Too much anhydrous, or if the hay quality is higher than average, can cause “crazy-cow syndrome,” a nervous, excitable condition in cattle that can result in deaths, he warns.

Ammoniated feed “is a very good option” for cow-calf operations, Schnakenberg says. “We may be a little short on energy if that’s all they feed them and depending on what stage the cows are in. There may be a point where they’re close to calving time and they’ll need supplementation. But for a dry cow, this will take care of her for awhile.

“One good thing about this is, by the time you buy your black plastic, you’ve already bought your barn for the year. It’s your storage,” he points out. But the treated feed needs to stay covered as much as possible, because it will deteriorate much quicker after ammoniation than untreated.

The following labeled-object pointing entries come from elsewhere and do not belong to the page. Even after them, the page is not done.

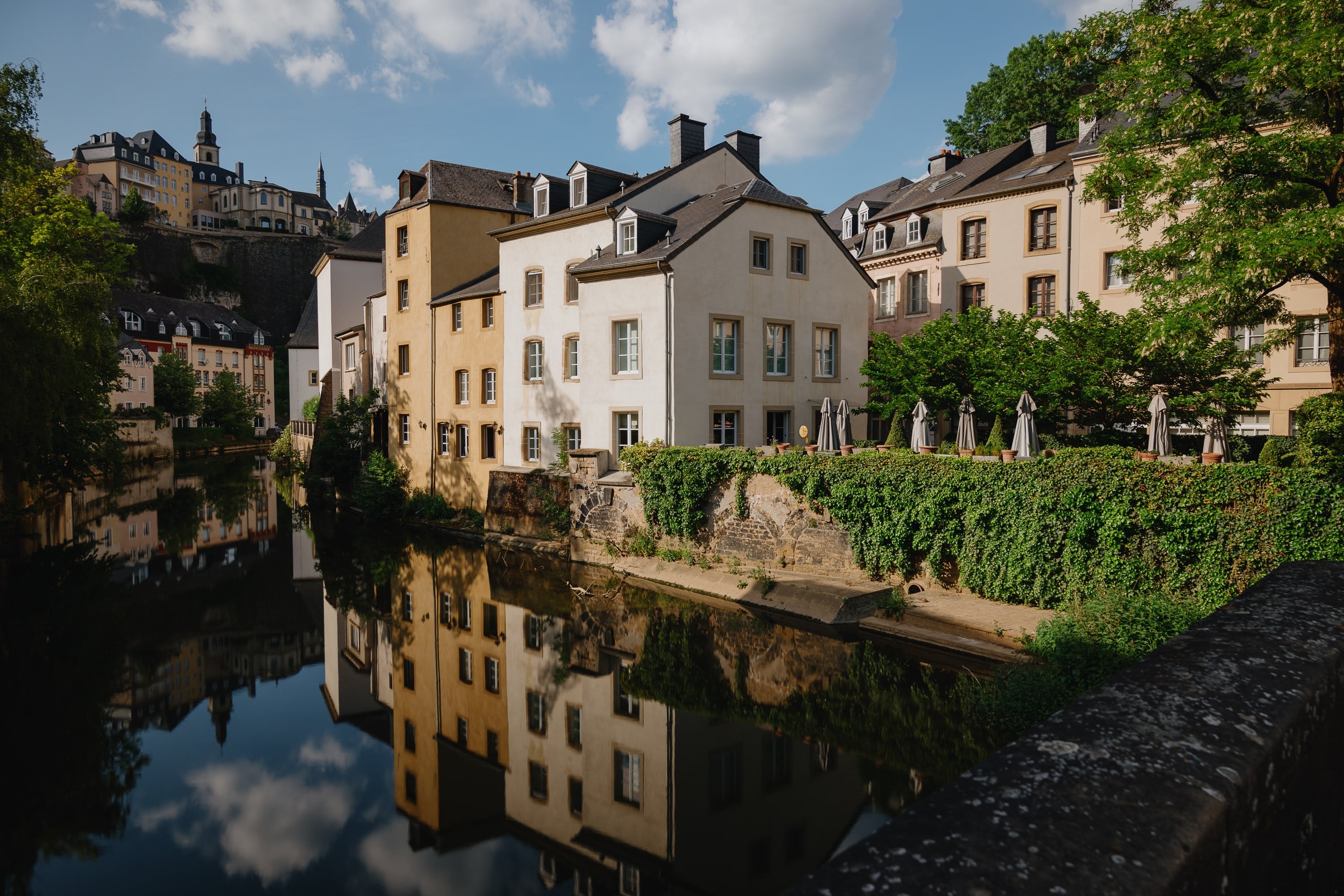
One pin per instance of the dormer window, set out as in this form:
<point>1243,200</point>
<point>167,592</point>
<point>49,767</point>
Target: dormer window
<point>914,230</point>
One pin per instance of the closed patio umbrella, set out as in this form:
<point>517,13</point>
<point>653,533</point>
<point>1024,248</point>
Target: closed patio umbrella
<point>1159,426</point>
<point>967,425</point>
<point>1215,436</point>
<point>1025,437</point>
<point>827,432</point>
<point>843,436</point>
<point>920,432</point>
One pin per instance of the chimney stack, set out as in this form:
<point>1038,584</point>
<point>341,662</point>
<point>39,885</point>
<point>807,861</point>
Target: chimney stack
<point>687,139</point>
<point>1042,139</point>
<point>748,147</point>
<point>943,162</point>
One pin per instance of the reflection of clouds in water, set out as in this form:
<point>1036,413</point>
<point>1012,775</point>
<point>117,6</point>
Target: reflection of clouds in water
<point>500,866</point>
<point>265,825</point>
<point>328,754</point>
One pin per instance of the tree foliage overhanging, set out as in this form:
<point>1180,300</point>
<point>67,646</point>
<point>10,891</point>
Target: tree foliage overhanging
<point>1229,156</point>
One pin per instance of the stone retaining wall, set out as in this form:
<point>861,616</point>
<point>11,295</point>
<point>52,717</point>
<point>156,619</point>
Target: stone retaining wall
<point>1211,766</point>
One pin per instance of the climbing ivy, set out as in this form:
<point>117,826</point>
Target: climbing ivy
<point>1049,532</point>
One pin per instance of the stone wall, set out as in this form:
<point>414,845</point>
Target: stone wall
<point>780,531</point>
<point>267,277</point>
<point>1211,766</point>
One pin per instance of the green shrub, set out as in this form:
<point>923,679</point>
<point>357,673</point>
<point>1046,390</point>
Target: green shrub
<point>1320,433</point>
<point>381,489</point>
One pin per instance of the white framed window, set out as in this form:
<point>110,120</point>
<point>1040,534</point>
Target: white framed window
<point>627,347</point>
<point>887,297</point>
<point>917,292</point>
<point>534,361</point>
<point>627,432</point>
<point>534,289</point>
<point>824,346</point>
<point>1116,276</point>
<point>1314,342</point>
<point>724,347</point>
<point>777,338</point>
<point>531,444</point>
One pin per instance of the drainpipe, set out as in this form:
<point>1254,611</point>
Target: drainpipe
<point>1069,254</point>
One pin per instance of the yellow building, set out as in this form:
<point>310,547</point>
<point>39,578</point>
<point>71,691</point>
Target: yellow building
<point>444,326</point>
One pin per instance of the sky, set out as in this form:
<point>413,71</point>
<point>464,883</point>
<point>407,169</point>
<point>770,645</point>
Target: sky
<point>846,95</point>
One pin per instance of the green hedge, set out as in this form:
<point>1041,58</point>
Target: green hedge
<point>1046,532</point>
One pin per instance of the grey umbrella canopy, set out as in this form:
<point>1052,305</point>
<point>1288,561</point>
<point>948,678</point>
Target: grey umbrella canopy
<point>1025,437</point>
<point>827,433</point>
<point>1215,436</point>
<point>1159,426</point>
<point>920,432</point>
<point>967,425</point>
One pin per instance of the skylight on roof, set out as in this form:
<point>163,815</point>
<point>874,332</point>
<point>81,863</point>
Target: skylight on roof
<point>1039,170</point>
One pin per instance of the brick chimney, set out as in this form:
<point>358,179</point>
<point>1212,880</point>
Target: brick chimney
<point>943,162</point>
<point>748,147</point>
<point>687,139</point>
<point>1042,139</point>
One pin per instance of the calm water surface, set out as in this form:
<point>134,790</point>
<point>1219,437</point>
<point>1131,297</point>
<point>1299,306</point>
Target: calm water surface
<point>225,695</point>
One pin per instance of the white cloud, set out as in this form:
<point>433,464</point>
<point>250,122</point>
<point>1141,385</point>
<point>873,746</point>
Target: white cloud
<point>315,70</point>
<point>365,185</point>
<point>330,753</point>
<point>143,7</point>
<point>267,827</point>
<point>818,72</point>
<point>232,30</point>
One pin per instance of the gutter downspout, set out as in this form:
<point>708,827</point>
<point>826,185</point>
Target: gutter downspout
<point>667,323</point>
<point>1069,254</point>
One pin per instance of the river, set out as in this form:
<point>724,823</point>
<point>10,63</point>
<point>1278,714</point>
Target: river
<point>215,691</point>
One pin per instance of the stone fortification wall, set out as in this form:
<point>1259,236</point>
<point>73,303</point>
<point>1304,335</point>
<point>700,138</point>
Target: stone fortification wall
<point>1211,766</point>
<point>267,277</point>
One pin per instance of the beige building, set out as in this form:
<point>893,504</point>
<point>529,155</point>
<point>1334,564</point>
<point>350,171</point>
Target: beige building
<point>439,256</point>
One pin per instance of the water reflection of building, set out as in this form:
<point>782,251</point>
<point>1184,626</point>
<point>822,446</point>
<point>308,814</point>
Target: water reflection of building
<point>508,718</point>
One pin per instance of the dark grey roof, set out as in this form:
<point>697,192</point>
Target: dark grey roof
<point>367,245</point>
<point>306,335</point>
<point>448,182</point>
<point>487,284</point>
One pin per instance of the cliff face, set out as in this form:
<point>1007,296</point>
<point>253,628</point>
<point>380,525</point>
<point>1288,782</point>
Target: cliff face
<point>267,277</point>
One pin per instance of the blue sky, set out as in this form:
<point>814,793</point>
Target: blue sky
<point>844,93</point>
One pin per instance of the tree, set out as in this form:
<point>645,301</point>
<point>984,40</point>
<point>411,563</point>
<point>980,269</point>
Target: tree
<point>57,265</point>
<point>1230,158</point>
<point>135,210</point>
<point>175,386</point>
<point>1034,85</point>
<point>229,406</point>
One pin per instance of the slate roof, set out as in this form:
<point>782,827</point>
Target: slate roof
<point>487,284</point>
<point>448,182</point>
<point>306,335</point>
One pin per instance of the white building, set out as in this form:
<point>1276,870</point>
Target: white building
<point>702,268</point>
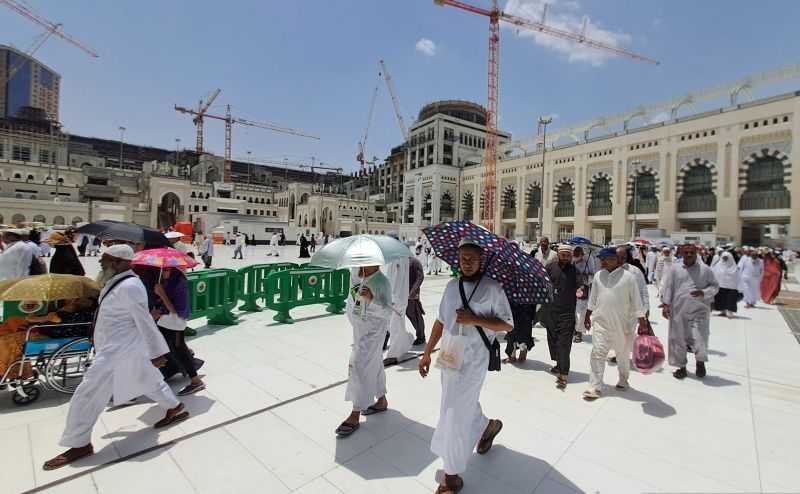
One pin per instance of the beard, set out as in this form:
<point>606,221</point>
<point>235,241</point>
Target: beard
<point>103,276</point>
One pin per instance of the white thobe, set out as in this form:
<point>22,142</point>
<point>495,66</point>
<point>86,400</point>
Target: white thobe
<point>545,259</point>
<point>650,265</point>
<point>751,271</point>
<point>367,380</point>
<point>15,261</point>
<point>461,419</point>
<point>615,300</point>
<point>663,266</point>
<point>400,338</point>
<point>689,320</point>
<point>126,339</point>
<point>587,266</point>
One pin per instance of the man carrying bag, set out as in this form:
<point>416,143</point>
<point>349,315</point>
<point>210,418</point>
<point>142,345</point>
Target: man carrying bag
<point>473,309</point>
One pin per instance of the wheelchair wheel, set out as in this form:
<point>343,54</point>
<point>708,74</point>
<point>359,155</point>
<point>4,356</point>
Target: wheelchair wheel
<point>31,394</point>
<point>66,367</point>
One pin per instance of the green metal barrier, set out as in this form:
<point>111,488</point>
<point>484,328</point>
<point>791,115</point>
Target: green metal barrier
<point>214,294</point>
<point>253,286</point>
<point>306,286</point>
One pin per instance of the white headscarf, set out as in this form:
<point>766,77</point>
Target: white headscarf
<point>726,271</point>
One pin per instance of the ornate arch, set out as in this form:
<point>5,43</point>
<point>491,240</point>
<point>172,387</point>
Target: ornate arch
<point>508,199</point>
<point>594,179</point>
<point>686,167</point>
<point>765,153</point>
<point>643,169</point>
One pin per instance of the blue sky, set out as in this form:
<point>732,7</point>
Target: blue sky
<point>312,64</point>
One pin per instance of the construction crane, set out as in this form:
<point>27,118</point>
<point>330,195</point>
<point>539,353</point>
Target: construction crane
<point>51,27</point>
<point>230,120</point>
<point>202,108</point>
<point>496,15</point>
<point>383,72</point>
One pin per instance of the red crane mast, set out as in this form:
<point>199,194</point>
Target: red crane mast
<point>495,15</point>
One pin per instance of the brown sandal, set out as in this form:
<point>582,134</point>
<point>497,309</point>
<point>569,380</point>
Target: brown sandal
<point>174,415</point>
<point>453,487</point>
<point>67,457</point>
<point>485,444</point>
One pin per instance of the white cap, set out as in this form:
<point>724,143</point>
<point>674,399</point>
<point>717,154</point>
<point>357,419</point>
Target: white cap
<point>120,251</point>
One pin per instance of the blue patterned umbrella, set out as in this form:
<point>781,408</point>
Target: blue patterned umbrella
<point>524,279</point>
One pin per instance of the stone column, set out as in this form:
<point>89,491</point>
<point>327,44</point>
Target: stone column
<point>436,198</point>
<point>668,201</point>
<point>521,222</point>
<point>727,190</point>
<point>793,242</point>
<point>581,208</point>
<point>548,224</point>
<point>619,216</point>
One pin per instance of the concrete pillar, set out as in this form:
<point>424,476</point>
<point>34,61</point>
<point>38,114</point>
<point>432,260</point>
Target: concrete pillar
<point>727,191</point>
<point>436,198</point>
<point>521,222</point>
<point>581,208</point>
<point>548,224</point>
<point>619,210</point>
<point>794,187</point>
<point>418,198</point>
<point>667,201</point>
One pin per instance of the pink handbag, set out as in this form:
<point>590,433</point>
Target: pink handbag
<point>648,353</point>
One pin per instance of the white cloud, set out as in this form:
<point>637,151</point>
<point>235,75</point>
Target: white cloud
<point>565,15</point>
<point>426,47</point>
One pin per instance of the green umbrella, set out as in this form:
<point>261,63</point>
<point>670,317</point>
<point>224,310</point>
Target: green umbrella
<point>360,250</point>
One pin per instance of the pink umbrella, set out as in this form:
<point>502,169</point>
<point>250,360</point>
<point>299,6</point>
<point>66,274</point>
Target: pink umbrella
<point>163,258</point>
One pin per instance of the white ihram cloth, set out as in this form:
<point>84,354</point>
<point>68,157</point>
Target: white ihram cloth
<point>126,339</point>
<point>650,263</point>
<point>587,267</point>
<point>614,301</point>
<point>366,378</point>
<point>15,261</point>
<point>461,419</point>
<point>273,244</point>
<point>751,271</point>
<point>400,338</point>
<point>689,320</point>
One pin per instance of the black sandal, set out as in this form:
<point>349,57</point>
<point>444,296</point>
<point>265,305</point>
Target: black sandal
<point>372,410</point>
<point>345,429</point>
<point>485,444</point>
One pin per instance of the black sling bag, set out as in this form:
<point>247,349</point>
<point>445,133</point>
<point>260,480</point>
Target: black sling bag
<point>494,348</point>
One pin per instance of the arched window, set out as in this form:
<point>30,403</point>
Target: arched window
<point>564,200</point>
<point>600,199</point>
<point>697,181</point>
<point>468,205</point>
<point>766,185</point>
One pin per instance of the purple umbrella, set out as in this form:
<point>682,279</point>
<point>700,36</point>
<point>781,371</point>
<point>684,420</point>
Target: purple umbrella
<point>524,279</point>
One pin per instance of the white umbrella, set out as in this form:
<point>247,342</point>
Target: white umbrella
<point>360,250</point>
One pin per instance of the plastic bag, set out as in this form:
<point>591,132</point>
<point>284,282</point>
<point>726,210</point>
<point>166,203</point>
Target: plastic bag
<point>451,353</point>
<point>648,353</point>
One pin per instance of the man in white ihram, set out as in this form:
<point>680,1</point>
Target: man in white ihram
<point>613,302</point>
<point>462,424</point>
<point>273,245</point>
<point>400,338</point>
<point>128,351</point>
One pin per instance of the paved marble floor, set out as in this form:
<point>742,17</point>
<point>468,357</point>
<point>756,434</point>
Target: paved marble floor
<point>275,394</point>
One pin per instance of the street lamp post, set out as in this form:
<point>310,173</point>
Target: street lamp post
<point>249,160</point>
<point>121,143</point>
<point>543,123</point>
<point>635,163</point>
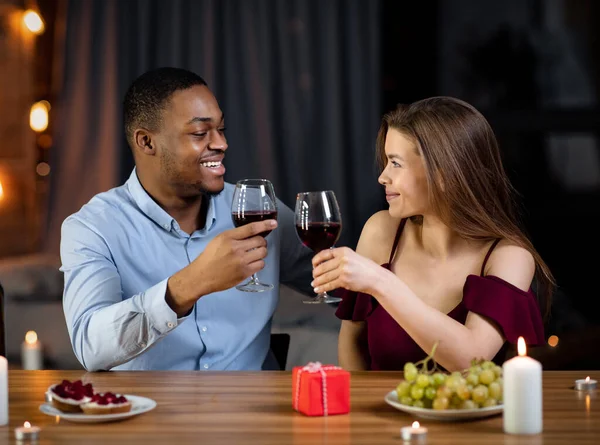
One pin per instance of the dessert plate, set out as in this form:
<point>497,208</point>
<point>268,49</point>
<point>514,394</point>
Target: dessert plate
<point>391,398</point>
<point>139,405</point>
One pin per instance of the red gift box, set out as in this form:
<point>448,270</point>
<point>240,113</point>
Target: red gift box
<point>319,390</point>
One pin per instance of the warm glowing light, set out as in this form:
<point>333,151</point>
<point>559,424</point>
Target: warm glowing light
<point>38,116</point>
<point>30,337</point>
<point>43,169</point>
<point>588,403</point>
<point>33,21</point>
<point>521,347</point>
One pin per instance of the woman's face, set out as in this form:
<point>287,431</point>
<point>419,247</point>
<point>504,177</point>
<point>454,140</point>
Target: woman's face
<point>404,177</point>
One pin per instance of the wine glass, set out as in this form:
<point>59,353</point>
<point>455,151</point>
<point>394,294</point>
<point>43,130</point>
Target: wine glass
<point>318,224</point>
<point>253,200</point>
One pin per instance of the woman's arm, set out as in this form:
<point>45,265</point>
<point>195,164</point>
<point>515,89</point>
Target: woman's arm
<point>458,344</point>
<point>353,347</point>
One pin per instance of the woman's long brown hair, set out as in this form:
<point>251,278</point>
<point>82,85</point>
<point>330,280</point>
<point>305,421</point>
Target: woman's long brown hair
<point>468,187</point>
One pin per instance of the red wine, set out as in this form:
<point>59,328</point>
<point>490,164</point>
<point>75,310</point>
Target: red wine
<point>242,218</point>
<point>319,236</point>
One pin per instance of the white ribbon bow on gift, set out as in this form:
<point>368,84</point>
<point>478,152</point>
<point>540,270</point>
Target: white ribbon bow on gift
<point>312,368</point>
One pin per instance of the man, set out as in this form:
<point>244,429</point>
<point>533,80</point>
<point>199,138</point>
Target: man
<point>151,266</point>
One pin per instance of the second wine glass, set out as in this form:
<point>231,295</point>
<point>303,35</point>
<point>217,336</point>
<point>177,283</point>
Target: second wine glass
<point>318,224</point>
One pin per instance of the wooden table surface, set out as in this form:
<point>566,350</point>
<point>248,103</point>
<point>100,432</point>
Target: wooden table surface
<point>255,408</point>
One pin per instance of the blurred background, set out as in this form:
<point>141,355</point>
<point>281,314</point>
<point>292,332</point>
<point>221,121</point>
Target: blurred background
<point>304,84</point>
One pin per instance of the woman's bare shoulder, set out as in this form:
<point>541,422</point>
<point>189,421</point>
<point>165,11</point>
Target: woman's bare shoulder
<point>512,263</point>
<point>377,236</point>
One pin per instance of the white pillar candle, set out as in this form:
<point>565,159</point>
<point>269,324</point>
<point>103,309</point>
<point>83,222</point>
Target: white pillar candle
<point>31,352</point>
<point>3,391</point>
<point>522,393</point>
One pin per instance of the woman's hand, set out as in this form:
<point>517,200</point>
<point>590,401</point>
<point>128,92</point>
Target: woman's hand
<point>344,268</point>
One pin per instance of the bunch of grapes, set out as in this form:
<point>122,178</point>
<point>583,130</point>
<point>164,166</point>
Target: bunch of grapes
<point>476,387</point>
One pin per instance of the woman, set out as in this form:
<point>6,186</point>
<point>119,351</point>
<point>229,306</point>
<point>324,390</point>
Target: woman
<point>447,262</point>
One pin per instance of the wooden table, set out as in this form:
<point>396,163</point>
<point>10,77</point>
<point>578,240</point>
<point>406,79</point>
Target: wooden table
<point>255,408</point>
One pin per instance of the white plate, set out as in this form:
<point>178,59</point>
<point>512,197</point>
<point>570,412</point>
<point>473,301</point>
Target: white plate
<point>139,405</point>
<point>448,414</point>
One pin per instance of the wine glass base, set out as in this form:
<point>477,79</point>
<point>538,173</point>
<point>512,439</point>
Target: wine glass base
<point>254,287</point>
<point>319,299</point>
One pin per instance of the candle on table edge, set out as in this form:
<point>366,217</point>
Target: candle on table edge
<point>522,393</point>
<point>31,352</point>
<point>27,432</point>
<point>3,391</point>
<point>415,432</point>
<point>586,384</point>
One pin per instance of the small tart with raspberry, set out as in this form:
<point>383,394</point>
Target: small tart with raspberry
<point>68,396</point>
<point>107,403</point>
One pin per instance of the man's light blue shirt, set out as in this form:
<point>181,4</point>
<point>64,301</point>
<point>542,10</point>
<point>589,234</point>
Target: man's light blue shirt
<point>117,254</point>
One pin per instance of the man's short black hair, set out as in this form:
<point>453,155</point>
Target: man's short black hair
<point>148,94</point>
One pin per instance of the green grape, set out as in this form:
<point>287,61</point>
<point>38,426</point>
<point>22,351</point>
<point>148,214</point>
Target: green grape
<point>487,376</point>
<point>410,372</point>
<point>403,388</point>
<point>441,403</point>
<point>480,393</point>
<point>444,391</point>
<point>439,378</point>
<point>406,400</point>
<point>419,404</point>
<point>488,365</point>
<point>473,379</point>
<point>417,392</point>
<point>423,381</point>
<point>495,391</point>
<point>489,402</point>
<point>463,392</point>
<point>430,393</point>
<point>468,404</point>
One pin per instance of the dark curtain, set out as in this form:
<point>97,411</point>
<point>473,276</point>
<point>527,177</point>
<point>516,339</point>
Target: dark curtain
<point>298,81</point>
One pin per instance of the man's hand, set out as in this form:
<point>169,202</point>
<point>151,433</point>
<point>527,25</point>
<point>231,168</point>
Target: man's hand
<point>229,258</point>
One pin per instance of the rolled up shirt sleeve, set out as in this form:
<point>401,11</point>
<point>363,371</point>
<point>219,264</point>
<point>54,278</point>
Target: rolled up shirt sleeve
<point>107,328</point>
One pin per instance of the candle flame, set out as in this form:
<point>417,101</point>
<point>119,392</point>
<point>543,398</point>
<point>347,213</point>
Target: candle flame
<point>33,21</point>
<point>31,337</point>
<point>521,347</point>
<point>38,116</point>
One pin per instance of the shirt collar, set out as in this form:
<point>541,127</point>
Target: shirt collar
<point>156,212</point>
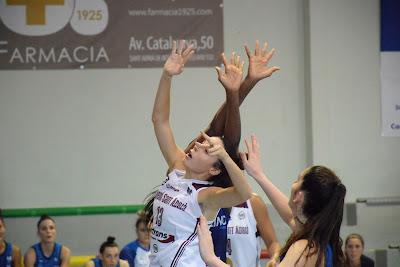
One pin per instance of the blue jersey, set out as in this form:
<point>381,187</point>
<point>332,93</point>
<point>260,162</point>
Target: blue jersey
<point>6,256</point>
<point>135,254</point>
<point>54,260</point>
<point>219,233</point>
<point>328,256</point>
<point>97,263</point>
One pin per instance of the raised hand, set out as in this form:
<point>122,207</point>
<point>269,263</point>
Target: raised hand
<point>205,241</point>
<point>231,77</point>
<point>258,62</point>
<point>178,58</point>
<point>252,163</point>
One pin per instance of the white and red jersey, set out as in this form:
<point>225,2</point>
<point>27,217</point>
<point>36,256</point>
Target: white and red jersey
<point>244,243</point>
<point>176,212</point>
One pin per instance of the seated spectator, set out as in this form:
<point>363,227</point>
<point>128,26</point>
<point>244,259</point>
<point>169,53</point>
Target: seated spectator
<point>10,255</point>
<point>354,249</point>
<point>108,255</point>
<point>47,253</point>
<point>137,252</point>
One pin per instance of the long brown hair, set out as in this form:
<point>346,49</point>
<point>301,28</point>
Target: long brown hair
<point>346,242</point>
<point>323,208</point>
<point>220,180</point>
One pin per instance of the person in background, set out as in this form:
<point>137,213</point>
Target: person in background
<point>137,252</point>
<point>249,223</point>
<point>353,251</point>
<point>10,255</point>
<point>108,255</point>
<point>47,253</point>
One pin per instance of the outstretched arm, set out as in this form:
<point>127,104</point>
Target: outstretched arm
<point>161,110</point>
<point>253,167</point>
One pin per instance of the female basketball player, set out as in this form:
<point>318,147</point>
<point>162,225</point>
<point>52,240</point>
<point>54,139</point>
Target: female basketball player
<point>314,212</point>
<point>108,255</point>
<point>47,253</point>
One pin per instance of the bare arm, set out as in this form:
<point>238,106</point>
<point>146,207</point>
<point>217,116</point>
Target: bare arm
<point>253,168</point>
<point>124,263</point>
<point>65,256</point>
<point>16,256</point>
<point>258,70</point>
<point>30,258</point>
<point>161,110</point>
<point>264,226</point>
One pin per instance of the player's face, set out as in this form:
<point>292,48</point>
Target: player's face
<point>143,234</point>
<point>354,249</point>
<point>47,231</point>
<point>110,256</point>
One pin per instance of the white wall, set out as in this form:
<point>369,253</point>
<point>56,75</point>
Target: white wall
<point>85,137</point>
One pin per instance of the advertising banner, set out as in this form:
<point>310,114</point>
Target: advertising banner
<point>69,34</point>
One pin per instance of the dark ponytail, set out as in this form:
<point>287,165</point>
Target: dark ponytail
<point>43,218</point>
<point>110,242</point>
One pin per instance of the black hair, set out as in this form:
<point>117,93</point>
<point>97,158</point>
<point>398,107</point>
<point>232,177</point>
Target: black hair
<point>43,218</point>
<point>220,180</point>
<point>110,242</point>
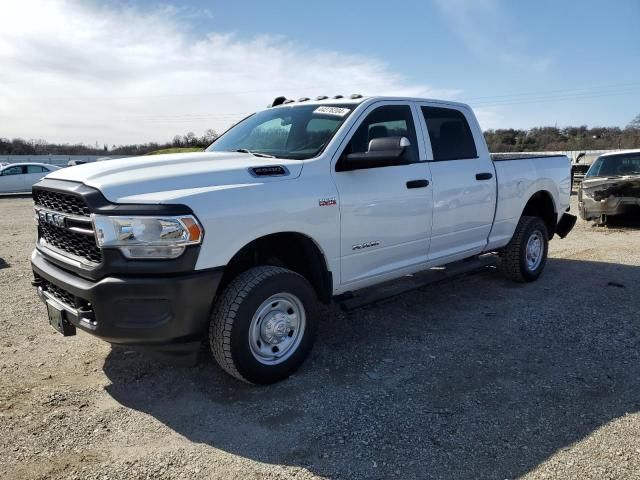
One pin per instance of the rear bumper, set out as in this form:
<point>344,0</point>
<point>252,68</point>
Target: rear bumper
<point>166,313</point>
<point>591,209</point>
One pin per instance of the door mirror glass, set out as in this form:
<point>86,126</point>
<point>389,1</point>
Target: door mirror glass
<point>382,152</point>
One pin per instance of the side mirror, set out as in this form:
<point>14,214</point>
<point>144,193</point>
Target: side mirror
<point>382,152</point>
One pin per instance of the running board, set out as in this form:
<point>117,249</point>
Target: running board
<point>387,290</point>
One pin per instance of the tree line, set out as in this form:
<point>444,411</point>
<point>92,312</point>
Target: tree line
<point>500,140</point>
<point>19,146</point>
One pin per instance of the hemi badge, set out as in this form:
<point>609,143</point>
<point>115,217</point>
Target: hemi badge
<point>327,202</point>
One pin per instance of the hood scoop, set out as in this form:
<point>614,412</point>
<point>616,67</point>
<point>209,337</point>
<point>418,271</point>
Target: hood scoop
<point>269,171</point>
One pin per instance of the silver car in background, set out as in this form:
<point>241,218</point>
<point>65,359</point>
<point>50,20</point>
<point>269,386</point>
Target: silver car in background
<point>20,177</point>
<point>611,186</point>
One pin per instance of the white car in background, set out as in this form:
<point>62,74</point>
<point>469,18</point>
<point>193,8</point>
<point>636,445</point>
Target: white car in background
<point>20,177</point>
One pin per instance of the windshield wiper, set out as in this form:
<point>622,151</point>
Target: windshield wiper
<point>256,154</point>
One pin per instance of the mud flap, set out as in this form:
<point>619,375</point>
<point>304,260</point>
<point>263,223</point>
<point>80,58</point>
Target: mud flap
<point>565,225</point>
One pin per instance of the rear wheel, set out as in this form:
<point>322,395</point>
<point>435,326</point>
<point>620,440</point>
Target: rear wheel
<point>264,324</point>
<point>524,258</point>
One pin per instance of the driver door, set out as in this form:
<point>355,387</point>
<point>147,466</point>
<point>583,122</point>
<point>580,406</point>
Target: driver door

Schallert suggests baling wheat straw in the evening and letting it stand to take on as much moisture as it can. “The way the anhydrous is distributed through the pile is through moisture. It takes some moisture to make this work.”

Time is of the essence, according to Blasi. Treating wheat straw in hot weather, with adequate moisture, takes about four to five days vs. four to six weeks at colder temperatures.

“We’re really on the bandwagon for people to get on this,” he says. “As severe and extensive as this drought is, we’re going to be short hay. It’s going to be a lifesaver for a lot of people.”